I also fscked /deh/hdc1 (boot partition)...no errors

I suppose something is wrong with boot partition, but I have no ideea what.

Some help will be grateful. Thanks!

----------

## dgaffuri

May you check your lilo.conf? I think you should have /dev/hdc and not /dev/hdc1 in the boot option.

----------

## enhorabuena

Thanks for replying, dgafurri. It is /dev/hdc1 because this is my boot partition. However, I've tried also with /dev/hdc and I got the same error  :Sad: 

----------

## dgaffuri

Just guessing. Are you sure that your disk is hdc? What is hda? You may boot with gentoo installation cd and check fdisk -a output.
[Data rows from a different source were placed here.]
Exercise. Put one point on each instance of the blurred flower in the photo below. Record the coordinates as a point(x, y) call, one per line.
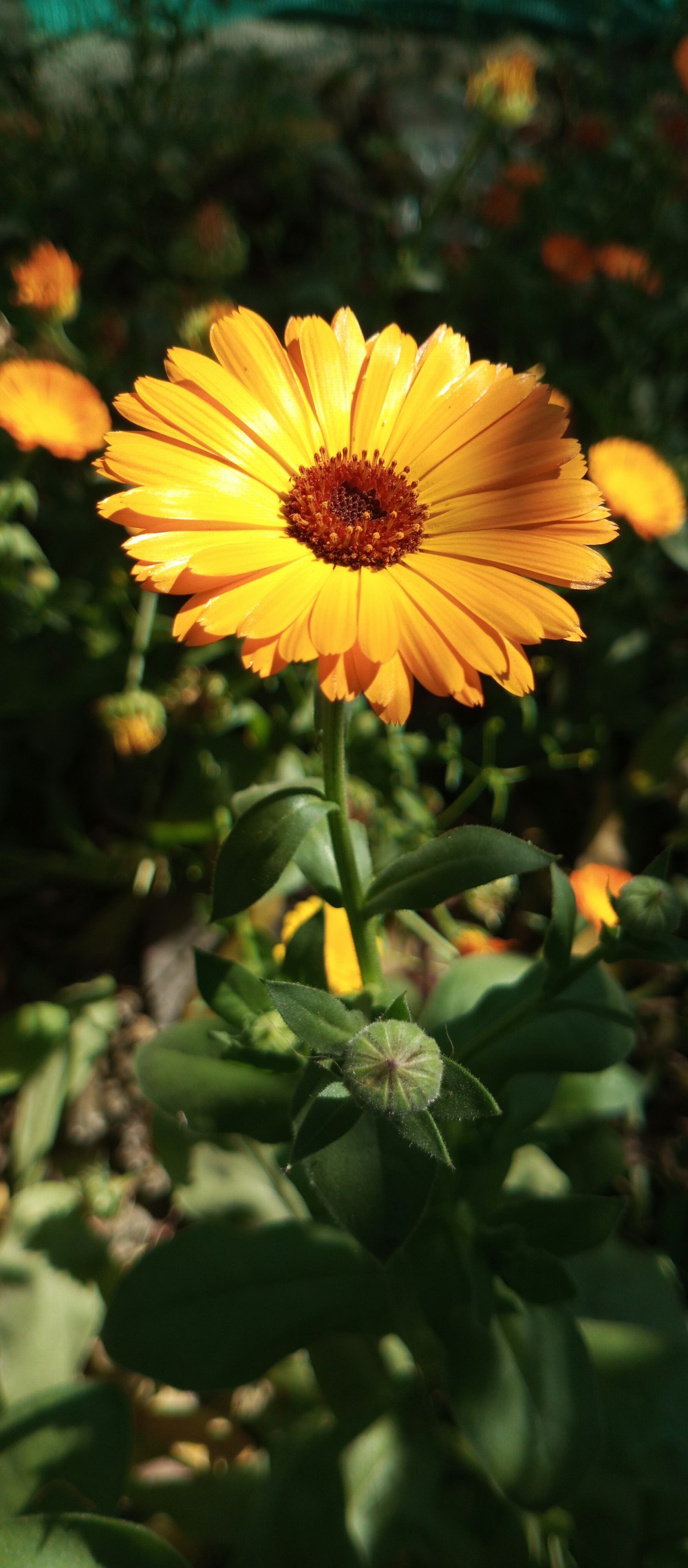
point(505, 88)
point(133, 720)
point(472, 940)
point(46, 405)
point(524, 176)
point(341, 962)
point(627, 266)
point(195, 328)
point(568, 257)
point(680, 61)
point(640, 487)
point(500, 206)
point(591, 887)
point(47, 281)
point(255, 482)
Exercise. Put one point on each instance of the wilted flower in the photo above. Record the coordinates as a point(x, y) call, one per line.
point(378, 507)
point(341, 963)
point(46, 405)
point(47, 281)
point(627, 266)
point(640, 487)
point(505, 88)
point(568, 257)
point(591, 887)
point(136, 720)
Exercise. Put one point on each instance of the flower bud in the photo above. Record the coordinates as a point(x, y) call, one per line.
point(392, 1067)
point(647, 909)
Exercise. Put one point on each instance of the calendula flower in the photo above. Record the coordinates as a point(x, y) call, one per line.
point(341, 962)
point(133, 720)
point(46, 405)
point(680, 61)
point(47, 281)
point(568, 257)
point(627, 266)
point(378, 507)
point(640, 487)
point(505, 88)
point(591, 887)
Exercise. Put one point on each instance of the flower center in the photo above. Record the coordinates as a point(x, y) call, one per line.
point(354, 511)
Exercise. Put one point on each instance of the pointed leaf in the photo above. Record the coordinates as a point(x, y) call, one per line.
point(261, 845)
point(218, 1306)
point(450, 865)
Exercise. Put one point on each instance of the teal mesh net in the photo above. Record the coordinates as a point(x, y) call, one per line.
point(623, 19)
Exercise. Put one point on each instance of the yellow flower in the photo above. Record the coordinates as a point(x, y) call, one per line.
point(638, 485)
point(591, 887)
point(46, 405)
point(47, 281)
point(505, 88)
point(136, 722)
point(374, 505)
point(341, 962)
point(627, 266)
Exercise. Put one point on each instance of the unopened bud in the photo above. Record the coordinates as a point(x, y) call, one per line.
point(392, 1067)
point(647, 909)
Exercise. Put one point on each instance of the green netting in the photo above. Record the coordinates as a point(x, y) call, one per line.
point(619, 19)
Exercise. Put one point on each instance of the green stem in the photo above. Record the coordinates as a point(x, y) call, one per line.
point(334, 776)
point(140, 640)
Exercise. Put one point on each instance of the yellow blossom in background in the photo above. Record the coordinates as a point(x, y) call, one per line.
point(505, 88)
point(640, 487)
point(133, 720)
point(627, 266)
point(386, 510)
point(195, 328)
point(47, 281)
point(680, 61)
point(46, 405)
point(341, 962)
point(591, 887)
point(568, 257)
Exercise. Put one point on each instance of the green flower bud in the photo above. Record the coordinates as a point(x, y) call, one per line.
point(647, 909)
point(392, 1067)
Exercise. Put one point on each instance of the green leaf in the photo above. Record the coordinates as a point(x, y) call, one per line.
point(463, 1096)
point(83, 1542)
point(184, 1072)
point(450, 865)
point(213, 1306)
point(563, 1225)
point(230, 990)
point(319, 1019)
point(71, 1443)
point(25, 1039)
point(526, 1399)
point(326, 1119)
point(561, 927)
point(261, 845)
point(374, 1185)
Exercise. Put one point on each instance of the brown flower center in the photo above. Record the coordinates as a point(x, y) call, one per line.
point(354, 511)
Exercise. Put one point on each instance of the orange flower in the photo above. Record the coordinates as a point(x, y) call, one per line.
point(568, 257)
point(378, 507)
point(680, 61)
point(500, 206)
point(638, 485)
point(341, 962)
point(505, 88)
point(593, 884)
point(46, 405)
point(47, 281)
point(524, 176)
point(627, 266)
point(472, 940)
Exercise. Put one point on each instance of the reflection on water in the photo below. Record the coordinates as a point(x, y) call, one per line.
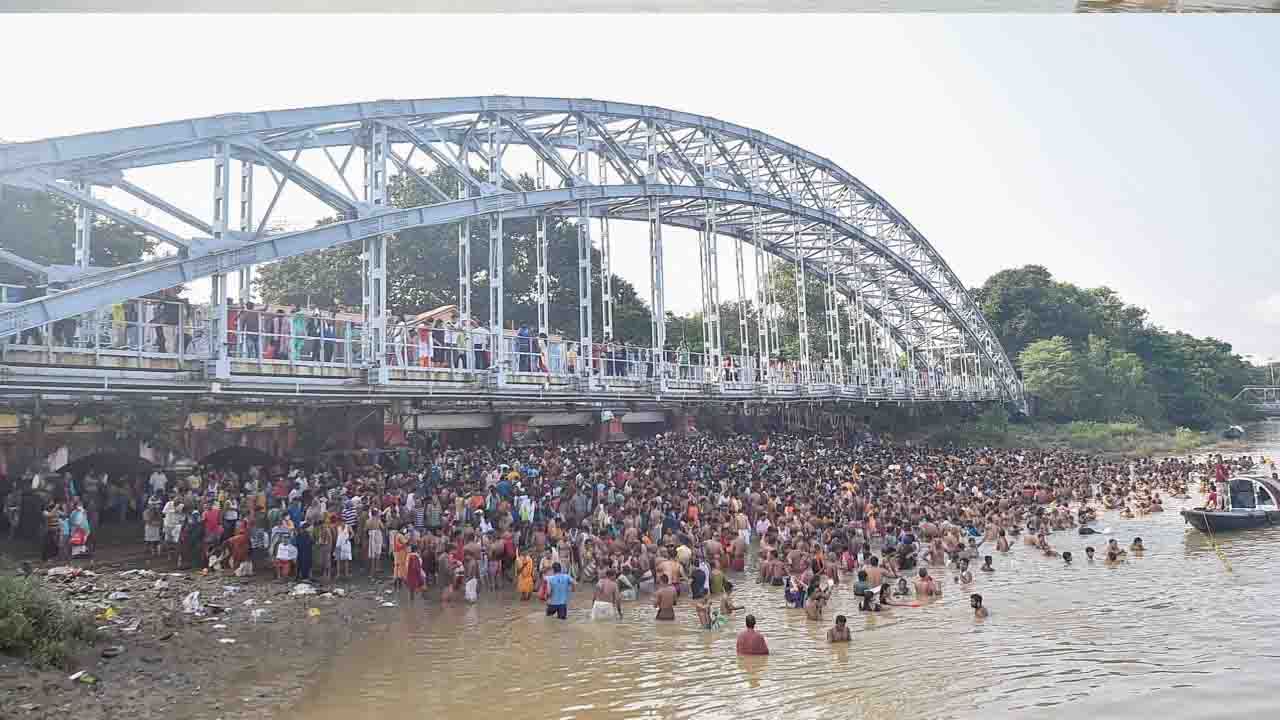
point(1171, 633)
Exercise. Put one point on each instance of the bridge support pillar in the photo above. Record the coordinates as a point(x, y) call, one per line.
point(246, 274)
point(584, 283)
point(497, 260)
point(219, 363)
point(374, 261)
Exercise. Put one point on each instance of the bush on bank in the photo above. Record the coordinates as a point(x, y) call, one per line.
point(33, 624)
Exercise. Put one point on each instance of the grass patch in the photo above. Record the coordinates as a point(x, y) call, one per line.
point(1132, 438)
point(33, 624)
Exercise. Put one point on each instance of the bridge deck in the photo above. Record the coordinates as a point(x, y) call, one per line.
point(464, 373)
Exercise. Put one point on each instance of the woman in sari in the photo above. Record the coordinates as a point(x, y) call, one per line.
point(375, 542)
point(414, 574)
point(400, 557)
point(321, 548)
point(524, 575)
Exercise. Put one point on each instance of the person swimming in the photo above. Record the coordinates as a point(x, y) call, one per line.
point(978, 609)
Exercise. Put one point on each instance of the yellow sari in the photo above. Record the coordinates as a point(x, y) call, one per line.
point(524, 574)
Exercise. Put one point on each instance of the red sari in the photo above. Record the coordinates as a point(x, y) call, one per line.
point(414, 572)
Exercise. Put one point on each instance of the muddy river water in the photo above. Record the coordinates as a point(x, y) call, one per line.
point(1182, 632)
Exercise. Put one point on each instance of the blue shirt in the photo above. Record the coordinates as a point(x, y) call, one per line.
point(560, 586)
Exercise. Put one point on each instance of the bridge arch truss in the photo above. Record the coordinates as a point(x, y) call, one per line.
point(777, 203)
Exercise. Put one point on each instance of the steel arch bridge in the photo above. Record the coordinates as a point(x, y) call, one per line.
point(905, 313)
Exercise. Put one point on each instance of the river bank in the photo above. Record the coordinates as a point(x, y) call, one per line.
point(155, 660)
point(1129, 440)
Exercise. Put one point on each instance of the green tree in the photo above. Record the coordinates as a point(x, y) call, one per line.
point(41, 227)
point(1054, 373)
point(423, 274)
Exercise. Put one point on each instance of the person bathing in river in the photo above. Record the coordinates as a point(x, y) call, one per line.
point(839, 633)
point(978, 609)
point(727, 606)
point(927, 586)
point(664, 598)
point(607, 600)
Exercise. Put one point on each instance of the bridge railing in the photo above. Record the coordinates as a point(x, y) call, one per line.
point(169, 335)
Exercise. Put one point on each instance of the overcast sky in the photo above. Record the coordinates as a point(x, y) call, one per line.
point(1136, 151)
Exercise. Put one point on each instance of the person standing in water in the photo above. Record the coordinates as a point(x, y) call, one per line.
point(750, 641)
point(607, 598)
point(978, 610)
point(414, 574)
point(524, 577)
point(560, 586)
point(839, 633)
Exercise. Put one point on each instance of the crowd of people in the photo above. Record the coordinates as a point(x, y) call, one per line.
point(667, 518)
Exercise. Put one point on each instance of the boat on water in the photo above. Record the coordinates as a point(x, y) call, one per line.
point(1251, 502)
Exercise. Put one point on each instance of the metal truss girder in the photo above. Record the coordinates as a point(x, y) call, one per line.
point(551, 156)
point(416, 176)
point(24, 264)
point(617, 156)
point(83, 155)
point(321, 190)
point(440, 156)
point(117, 214)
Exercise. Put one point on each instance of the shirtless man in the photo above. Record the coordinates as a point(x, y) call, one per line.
point(664, 598)
point(607, 597)
point(670, 569)
point(496, 551)
point(743, 527)
point(927, 586)
point(978, 610)
point(737, 550)
point(874, 573)
point(814, 604)
point(713, 550)
point(839, 633)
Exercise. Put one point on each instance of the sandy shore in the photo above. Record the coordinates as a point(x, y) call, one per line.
point(174, 664)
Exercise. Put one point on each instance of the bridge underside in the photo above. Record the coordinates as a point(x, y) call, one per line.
point(900, 327)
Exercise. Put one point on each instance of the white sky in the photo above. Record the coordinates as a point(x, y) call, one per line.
point(1133, 151)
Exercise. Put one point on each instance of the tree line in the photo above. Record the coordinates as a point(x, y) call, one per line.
point(1083, 352)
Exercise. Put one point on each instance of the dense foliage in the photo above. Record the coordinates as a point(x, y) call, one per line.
point(42, 228)
point(424, 273)
point(1083, 352)
point(1087, 355)
point(33, 624)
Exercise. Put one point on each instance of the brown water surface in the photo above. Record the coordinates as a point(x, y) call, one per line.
point(1173, 633)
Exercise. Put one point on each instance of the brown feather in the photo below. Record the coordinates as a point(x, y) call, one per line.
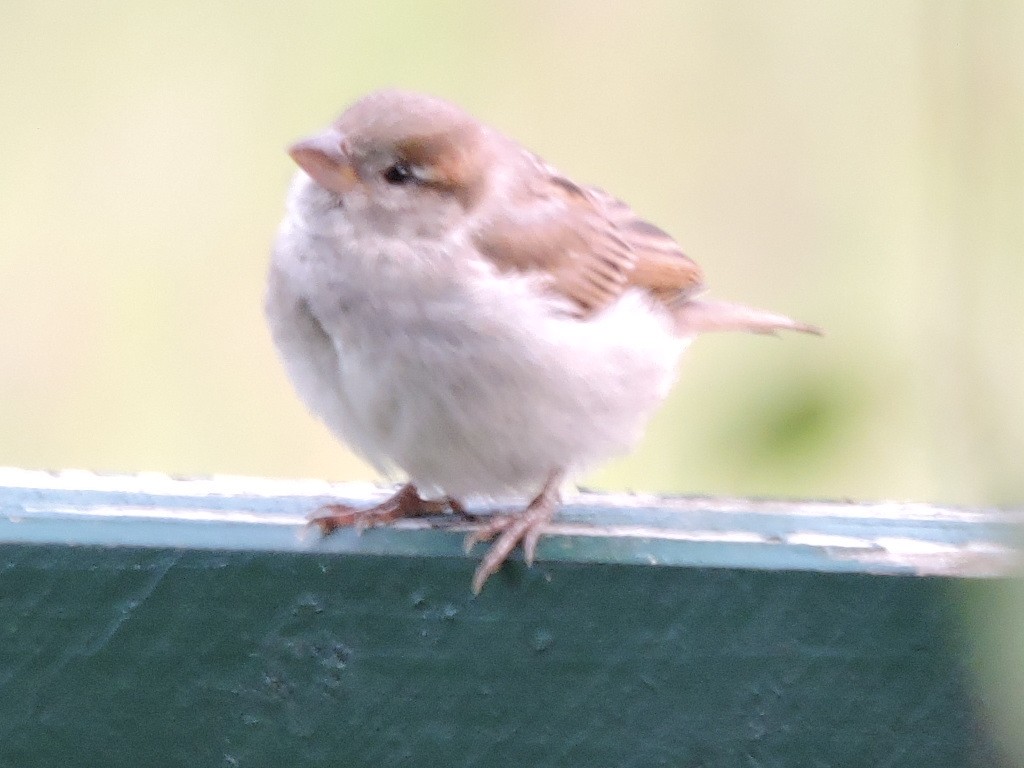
point(591, 245)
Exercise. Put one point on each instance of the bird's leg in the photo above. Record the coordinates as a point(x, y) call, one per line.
point(524, 527)
point(404, 503)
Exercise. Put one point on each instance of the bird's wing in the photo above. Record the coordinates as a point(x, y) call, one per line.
point(591, 246)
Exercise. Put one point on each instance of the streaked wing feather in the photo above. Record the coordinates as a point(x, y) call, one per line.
point(591, 245)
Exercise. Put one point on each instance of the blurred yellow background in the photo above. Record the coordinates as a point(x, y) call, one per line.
point(856, 165)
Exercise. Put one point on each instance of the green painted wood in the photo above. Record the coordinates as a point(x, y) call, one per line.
point(119, 648)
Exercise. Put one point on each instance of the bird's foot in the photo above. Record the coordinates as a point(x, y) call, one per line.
point(404, 503)
point(511, 530)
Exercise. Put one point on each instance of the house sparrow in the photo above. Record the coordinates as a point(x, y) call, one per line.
point(454, 308)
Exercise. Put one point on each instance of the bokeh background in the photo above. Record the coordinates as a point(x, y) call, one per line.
point(859, 165)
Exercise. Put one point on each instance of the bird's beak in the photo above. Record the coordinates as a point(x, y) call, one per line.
point(324, 157)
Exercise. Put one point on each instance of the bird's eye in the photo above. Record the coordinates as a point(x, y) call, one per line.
point(399, 173)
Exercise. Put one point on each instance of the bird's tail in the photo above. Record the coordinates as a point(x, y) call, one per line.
point(695, 316)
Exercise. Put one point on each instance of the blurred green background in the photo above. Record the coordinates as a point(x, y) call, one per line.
point(857, 165)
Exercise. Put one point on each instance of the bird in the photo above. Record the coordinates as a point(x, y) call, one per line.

Or chroot and give grub a try (grub identifies disks in a different way).

----------

## enhorabuena

Thanks again for replying. My hda is cdrom. I'm sure of that. My hdd is seen as hdc (4 partitions: hdc1, hdc2, hdc3 and hdc4). I don't know why suddenly does not boot anymore. Maybe I have no permission to run lilo after chrooting?

----------

## dgaffuri

 *enhorabuena wrote:*   

> Thanks again for replying. My hda is cdrom. I'm sure of that. My hdd is seen as hdc (4 partitions: hdc1, hdc2, hdc3 and hdc4). I don't know why suddenly does not boot anymore. Maybe I have no permission to run lilo after chrooting?

 

Are you saying that it stopped booting without changing anything? I thought you were installing and it never booted. I would give grub a try, just to see if you get the same error (BTW, I prefer it over LILO, you can change configuration without re-installing in the MBR).

----------

## enhorabuena

Yes, it does not boot anymore after months of running. Sincerely I never used grub. Perhaps I should give it a try ...

----------

## JSharku

I seem to remember Knoppix mounting partitions readonly and you need to explicitly remount the read-write.

Sharku

----------

## Mben

I think this is obvious but... you will have to have a working /dev and maybe /proc to run lilo (even inside a chroot). I really have no idea how to do this now that devfs is gone but I still think it is needed. That still doesn't explain why it just stopped working. Did you flash your bios? I have used grub all along on my asus motherboard based machine, because lilo never worked for me. oh well, good luck

----------

## widan

 *Mben wrote:*   

> Did you flash your bios?

 

On some boards, simply adding or removing disks can mess up the boot order too.

----------

## enhorabuena

The boot order is the same and I didn't flash my bios. In the past I was able to compile my kernel and run lilo after chrooting from a Knoppix CD, so I think the problem is not here ... don't know yet where  :Sad: 

----------

## someguy

USE="-bitch -in-laws nice gorgeous smart" emerge girlfriend

heh i have that

----------

## enhorabuena

Yeah, thanks someguy. I'd preffer some useful advices

----------